Cronista municipal de Tepetlixpa
@MarioA_Serrano
Cuando me abrió la puerta de su casa me miró socarronamente y me dijo que ese encuentro iba a ser más o menos una competición. “¿Cómo? –le dije un tanto sorprendido”.
Se echó una carcajada que de inmediato rompió el hielo. “¡Sí! Una competencia para ver quién sabe más de historia”.
Lo primero que capturó mi atención al entrar a la casa fue un letrero formado con pequeñas piedras entre las losas del patio: “Pase pero sin bromear”.

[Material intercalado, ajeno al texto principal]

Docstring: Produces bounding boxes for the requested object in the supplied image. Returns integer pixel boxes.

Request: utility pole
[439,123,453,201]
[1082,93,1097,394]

Ya en su cuarto, sobre una mesa pegada a la ventana destacaba una Biblia de considerable tamaño, una serie de libretas, misales, papeles y sobre todo, bien enmarcados en la pared, reconocimientos del ayuntamiento.
Se había preparado para la plática: camisa bien planchada, uno de sus famosos y característicos chalecos, sombrero de lana, bigote bien cuidado y el bastón entre las manos como extensión de su cuerpo.
Don Agustín de la Rosa Soriano nació en Tepetlixpa el 21 de octubre de 1929. Casi llegaba al siglo pero en su prodigiosa memoria la cuenta de los años era superflua.
Cuando lo escuchabas hablar parecía como si todas esas anécdotas que se sabía apenas hubieran sucedido antier.
Aquella vez que me invitó a su casa para entrevistarlo logró conectarme con algunos pasajes de la historia de este municipio con verdadera magia; más que imaginarlos, podías verlos: a muchos campesinos recorriendo montes y tierras, al desfile de albañiles y peones alzando de a poco el Santuario del Dulce Nombre de Jesús, algunos incidentes que en su tiempo fueron importantes, pero que ahora quizá nadie los recuerde.
En sus propias palabras, don Agustín fue “un hombre de gusto”.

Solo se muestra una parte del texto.